Source blog: [机器学习超详细实践攻略: 使用scikit-learn构建模型的通用模板](https://zhuanlan.zhihu.com/p/88729124)

# 加载数据集合

假设你在这时候已经完成了所有的data cleaning, feature engineering的工作了。

In [1]:
from sklearn.datasets import load_iris
data = load_iris()
x = data.data
y = data.target

In [24]:
from sklearn.model_selection import train_test_split
train_x,test_x,train_y,test_y = train_test_split(x,y,
                                                 test_size=0.1,
                                                 random_state=0, 
                                                 stratify = y
                                                 )

In [25]:
train_x[:10], train_y[:10]

(array([[5.7, 2.9, 4.2, 1.3],
        [6.7, 3.3, 5.7, 2.5],
        [6.2, 3.4, 5.4, 2.3],
        [4.4, 3. , 1.3, 0.2],
        [6.3, 2.5, 4.9, 1.5],
        [6.9, 3.1, 4.9, 1.5],
        [6.7, 3.1, 4.4, 1.4],
        [6.9, 3.1, 5.4, 2.1],
        [5. , 3.4, 1.5, 0.2],
        [5.2, 4.1, 1.5, 0.1]]), array([1, 2, 2, 0, 1, 1, 1, 2, 0, 0]))

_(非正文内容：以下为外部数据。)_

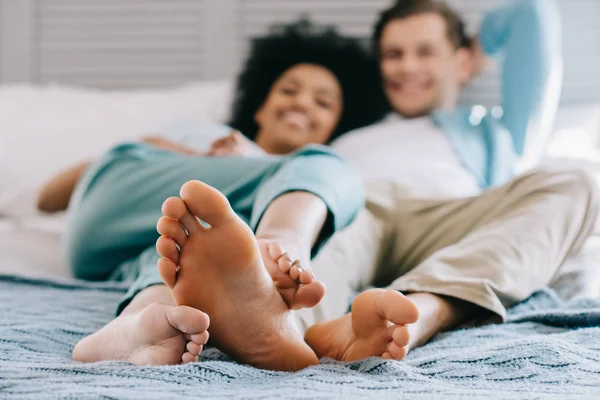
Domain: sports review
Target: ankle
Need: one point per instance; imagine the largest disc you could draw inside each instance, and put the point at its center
(438, 314)
(292, 244)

# 万能模板V1.0——助你快速构建一个基本的算法模型

![](https://pic2.zhimg.com/v2-efed6fb2d82738cd80f1554f9b619d4d_r.jpg)

In [26]:
### svm分类器

from sklearn.svm import SVC
from sklearn.metrics import accuracy_score

svm_model = SVC()

# fit我们的training data
svm_model.fit(train_x,train_y)

pred1 = svm_model.predict(train_x)
accuracy1 = accuracy_score(train_y,pred1)
print('在训练集上的精确度: %.4f'%accuracy1)

pred2 = svm_model.predict(test_x)
accuracy2 = accuracy_score(test_y,pred2)
print('在测试集上的精确度: %.4f'%accuracy2)

在训练集上的精确度: 0.9481
在测试集上的精确度: 1.0000


In [27]:
### LogisticRegression分类器

from sklearn.linear_model import LogisticRegression
from sklearn.metrics import accuracy_score #评分函数用精确度评估

lr_model = LogisticRegression()

lr_model.fit(train_x,train_y)

pred1 = lr_model.predict(train_x)
accuracy1 = accuracy_score(train_y,pred1)
print('在训练集上的精确度: %.4f'%accuracy1)

pred2 = lr_model.predict(test_x)
accuracy2 = accuracy_score(test_y,pred2)
print('在测试集上的精确度: %.4f'%accuracy2)

在训练集上的精确度: 0.9704
在测试集上的精确度: 1.0000


STOP: TOTAL NO. of ITERATIONS REACHED LIMIT.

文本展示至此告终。